At this point, I leave his name off of my list of references, but I suspect that a diligent potential employer might call him anyway. I would be willing to discuss any concerns that were brought up in such a call - indeed I think that doing so will help me to find a good fit in a new position - but I do not know if I should, or how to state this fact in my job applications.

I am currently finishing my post doc, and one recommendation has been to take another post-doc so that I at least have two supportive references from postdoc advisers - and that the additional publications will place less weight on recommendations. Still, others have told me that not having a good reference from my adviser is a kiss of death.

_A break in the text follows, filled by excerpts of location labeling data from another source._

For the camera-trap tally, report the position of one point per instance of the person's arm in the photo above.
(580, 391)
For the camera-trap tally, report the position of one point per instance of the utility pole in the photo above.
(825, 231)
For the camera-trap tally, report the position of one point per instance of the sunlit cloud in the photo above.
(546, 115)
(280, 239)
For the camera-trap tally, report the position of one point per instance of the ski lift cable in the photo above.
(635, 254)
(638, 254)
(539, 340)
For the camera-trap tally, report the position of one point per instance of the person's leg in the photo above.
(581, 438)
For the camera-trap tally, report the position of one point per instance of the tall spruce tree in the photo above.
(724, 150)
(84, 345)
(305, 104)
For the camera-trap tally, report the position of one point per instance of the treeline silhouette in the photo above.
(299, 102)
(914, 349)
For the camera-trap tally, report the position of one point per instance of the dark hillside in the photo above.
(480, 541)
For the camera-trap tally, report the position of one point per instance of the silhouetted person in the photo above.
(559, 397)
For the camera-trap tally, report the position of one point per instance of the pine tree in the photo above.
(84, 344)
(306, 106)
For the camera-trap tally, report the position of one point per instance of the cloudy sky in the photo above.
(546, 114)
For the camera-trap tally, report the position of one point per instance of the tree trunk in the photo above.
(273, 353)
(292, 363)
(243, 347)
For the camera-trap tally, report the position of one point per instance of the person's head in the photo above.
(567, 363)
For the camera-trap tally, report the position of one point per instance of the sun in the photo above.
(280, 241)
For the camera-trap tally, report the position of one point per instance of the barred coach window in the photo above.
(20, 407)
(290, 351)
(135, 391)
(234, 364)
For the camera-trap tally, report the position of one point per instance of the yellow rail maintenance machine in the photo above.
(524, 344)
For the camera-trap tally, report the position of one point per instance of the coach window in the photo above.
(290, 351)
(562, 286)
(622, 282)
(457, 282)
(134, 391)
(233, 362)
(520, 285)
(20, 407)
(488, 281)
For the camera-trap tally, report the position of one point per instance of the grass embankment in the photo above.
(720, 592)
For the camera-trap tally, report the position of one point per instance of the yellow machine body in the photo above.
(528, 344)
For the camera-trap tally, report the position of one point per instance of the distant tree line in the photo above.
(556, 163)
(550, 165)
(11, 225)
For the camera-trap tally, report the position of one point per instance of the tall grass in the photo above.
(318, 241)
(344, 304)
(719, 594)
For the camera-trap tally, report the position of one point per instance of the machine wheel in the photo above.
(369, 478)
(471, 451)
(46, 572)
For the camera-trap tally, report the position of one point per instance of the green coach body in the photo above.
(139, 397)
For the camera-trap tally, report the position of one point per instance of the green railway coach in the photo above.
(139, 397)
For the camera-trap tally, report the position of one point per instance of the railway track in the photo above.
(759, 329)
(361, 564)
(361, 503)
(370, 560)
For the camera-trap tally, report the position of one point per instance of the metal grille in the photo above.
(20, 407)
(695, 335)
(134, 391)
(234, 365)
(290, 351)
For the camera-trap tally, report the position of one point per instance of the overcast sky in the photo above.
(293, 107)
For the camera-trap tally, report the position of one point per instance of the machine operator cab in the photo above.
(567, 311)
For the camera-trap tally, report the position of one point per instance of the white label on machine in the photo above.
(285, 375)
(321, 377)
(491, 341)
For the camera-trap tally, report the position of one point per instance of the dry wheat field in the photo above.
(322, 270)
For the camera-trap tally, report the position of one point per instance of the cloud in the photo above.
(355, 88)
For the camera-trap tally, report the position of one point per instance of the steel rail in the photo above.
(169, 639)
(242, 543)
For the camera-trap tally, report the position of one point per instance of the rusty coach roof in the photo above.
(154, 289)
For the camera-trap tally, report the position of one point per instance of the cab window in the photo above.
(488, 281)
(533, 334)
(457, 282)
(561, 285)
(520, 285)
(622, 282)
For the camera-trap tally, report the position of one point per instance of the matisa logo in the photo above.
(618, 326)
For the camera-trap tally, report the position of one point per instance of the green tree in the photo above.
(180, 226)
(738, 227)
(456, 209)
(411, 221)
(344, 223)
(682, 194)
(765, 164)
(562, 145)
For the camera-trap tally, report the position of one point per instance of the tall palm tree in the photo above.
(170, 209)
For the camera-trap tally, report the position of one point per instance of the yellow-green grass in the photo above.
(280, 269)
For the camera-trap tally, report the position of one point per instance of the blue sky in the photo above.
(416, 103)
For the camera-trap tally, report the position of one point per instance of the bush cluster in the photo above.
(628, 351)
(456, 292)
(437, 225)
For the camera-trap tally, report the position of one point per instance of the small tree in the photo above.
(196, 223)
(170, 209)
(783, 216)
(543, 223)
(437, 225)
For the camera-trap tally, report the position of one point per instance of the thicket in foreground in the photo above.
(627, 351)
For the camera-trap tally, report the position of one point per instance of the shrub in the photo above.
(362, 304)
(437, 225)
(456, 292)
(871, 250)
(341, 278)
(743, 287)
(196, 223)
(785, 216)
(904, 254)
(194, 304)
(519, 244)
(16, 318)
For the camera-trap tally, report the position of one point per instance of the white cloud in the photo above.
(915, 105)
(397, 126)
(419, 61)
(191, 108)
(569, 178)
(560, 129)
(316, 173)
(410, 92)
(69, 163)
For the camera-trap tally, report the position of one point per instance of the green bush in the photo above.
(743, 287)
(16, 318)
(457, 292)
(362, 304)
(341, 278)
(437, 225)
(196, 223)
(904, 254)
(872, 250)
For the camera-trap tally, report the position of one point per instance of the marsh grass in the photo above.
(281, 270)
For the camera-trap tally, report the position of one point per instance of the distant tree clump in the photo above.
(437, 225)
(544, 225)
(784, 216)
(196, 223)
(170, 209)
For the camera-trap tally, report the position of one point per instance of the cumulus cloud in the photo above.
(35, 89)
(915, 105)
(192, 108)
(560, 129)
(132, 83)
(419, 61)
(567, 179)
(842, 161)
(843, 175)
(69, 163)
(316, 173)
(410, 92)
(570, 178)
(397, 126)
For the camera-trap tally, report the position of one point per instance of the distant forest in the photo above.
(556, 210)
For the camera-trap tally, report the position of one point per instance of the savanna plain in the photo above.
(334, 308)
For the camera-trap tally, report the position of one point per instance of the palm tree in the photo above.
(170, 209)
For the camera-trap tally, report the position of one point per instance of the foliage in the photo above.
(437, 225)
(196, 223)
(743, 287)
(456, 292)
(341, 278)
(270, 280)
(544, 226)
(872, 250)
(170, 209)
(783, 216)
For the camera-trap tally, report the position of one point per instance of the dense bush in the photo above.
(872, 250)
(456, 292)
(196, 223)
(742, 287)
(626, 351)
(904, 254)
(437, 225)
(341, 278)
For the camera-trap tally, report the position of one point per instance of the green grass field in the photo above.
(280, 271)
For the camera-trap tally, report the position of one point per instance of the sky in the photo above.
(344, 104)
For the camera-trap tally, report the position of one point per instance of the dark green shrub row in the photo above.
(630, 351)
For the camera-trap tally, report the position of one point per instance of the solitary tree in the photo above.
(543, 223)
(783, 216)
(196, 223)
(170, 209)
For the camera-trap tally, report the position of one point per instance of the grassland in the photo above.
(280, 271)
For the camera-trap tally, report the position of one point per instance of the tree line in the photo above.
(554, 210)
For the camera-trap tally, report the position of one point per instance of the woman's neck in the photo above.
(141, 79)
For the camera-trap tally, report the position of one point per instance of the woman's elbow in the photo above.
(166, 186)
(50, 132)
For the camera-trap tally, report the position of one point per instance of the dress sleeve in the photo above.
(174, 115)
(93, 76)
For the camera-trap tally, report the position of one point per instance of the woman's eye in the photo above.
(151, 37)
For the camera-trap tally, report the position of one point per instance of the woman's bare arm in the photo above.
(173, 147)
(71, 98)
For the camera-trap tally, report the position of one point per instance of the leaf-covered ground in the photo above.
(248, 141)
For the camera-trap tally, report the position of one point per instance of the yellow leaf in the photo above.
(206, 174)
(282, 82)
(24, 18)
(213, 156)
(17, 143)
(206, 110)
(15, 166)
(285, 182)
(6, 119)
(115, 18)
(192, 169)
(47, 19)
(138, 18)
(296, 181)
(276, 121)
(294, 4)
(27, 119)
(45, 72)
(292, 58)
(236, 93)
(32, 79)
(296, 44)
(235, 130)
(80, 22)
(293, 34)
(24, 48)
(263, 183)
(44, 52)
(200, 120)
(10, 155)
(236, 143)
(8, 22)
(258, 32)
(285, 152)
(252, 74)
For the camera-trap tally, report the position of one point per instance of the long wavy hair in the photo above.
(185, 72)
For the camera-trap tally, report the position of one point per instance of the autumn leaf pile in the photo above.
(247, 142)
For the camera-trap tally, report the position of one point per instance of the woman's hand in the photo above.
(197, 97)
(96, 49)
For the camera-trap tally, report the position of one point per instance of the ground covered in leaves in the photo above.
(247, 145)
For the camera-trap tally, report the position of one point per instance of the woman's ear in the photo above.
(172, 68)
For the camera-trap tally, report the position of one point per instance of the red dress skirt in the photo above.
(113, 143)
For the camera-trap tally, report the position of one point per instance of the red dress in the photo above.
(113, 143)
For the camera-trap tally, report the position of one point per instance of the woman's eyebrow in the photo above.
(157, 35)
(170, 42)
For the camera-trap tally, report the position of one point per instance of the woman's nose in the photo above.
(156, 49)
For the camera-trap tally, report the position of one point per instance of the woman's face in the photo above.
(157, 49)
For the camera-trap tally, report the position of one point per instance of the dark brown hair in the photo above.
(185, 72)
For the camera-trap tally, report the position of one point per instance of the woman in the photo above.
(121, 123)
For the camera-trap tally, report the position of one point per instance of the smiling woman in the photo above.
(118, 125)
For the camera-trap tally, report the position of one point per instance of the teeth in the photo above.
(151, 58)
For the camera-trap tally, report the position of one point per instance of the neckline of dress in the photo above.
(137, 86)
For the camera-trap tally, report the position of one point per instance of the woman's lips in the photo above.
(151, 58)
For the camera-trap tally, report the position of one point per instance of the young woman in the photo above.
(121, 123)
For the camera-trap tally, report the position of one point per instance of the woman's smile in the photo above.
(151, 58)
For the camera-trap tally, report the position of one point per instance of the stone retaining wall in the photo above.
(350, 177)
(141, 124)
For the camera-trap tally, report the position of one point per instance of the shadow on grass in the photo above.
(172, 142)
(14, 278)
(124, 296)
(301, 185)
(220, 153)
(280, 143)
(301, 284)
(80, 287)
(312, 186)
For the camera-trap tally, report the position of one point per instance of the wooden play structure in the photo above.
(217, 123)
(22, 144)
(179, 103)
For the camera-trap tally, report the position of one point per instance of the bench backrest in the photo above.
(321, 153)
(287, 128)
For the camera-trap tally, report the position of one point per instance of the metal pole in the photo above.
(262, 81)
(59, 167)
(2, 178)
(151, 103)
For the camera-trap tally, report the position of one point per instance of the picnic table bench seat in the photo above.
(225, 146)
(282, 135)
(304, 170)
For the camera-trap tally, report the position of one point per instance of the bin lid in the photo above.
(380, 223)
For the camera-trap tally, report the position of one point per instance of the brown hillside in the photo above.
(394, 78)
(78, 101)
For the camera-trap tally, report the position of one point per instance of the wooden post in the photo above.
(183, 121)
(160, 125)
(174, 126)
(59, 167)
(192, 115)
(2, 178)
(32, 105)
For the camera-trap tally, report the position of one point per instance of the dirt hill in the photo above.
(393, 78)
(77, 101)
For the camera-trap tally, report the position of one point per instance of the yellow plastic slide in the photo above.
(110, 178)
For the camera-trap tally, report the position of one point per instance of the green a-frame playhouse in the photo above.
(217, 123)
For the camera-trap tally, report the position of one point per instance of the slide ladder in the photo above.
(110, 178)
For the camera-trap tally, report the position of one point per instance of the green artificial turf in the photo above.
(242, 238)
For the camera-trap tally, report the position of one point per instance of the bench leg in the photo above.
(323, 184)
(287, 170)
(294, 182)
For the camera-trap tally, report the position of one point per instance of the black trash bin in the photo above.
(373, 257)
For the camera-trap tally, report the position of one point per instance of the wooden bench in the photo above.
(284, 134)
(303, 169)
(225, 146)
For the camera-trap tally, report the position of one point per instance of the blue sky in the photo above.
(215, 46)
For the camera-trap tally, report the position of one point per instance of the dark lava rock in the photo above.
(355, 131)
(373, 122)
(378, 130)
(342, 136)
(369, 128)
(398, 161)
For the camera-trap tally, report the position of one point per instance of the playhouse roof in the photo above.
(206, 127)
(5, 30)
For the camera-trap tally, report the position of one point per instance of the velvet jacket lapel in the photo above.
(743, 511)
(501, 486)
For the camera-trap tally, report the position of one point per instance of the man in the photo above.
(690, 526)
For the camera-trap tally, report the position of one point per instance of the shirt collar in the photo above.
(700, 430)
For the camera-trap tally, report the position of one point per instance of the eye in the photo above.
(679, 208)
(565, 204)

How can I most effectively handle this situation?

1 Answer 1

I also had a falling out with my PhD supervisor but managed to secure a good postdoctoral position in spite of it (I'm told the letter of reference provided by my PhD supervisor was "very concise", but I was lucky that my skillset was rare and urgently needed by the group I joined).

When applying for positions at the end of my postdoc, I did not use my PhD supervisor as a referee, but instead used my postdoctoral advisor and two other senior academics with whom I had worked during my postdoc. My postdoctotal supervisor said that it might look odd not to have my PhD supervisor as a referee, but in fact, it wasn't a problem. It did help that my postdoc work was very collaborative, so there were several people who knew me and my work very well and were prepared to speak well of me. If your postdoc has been shoter (mine was a 3 year position) or if you have not been able to develop collaborations with other academics during your postdoc, it may well be that another postdoctoral position would help. If your PhD supervisor is well known and well regarded, it might also count against you if you did not get on (in my case, my PhD supervisor was obscure and was thought odd by most of those who knew him). Regardless of all these considerations, if I were you, I would apply to both faculty positions and attractive postdoctoral positions, and see how you go in practise.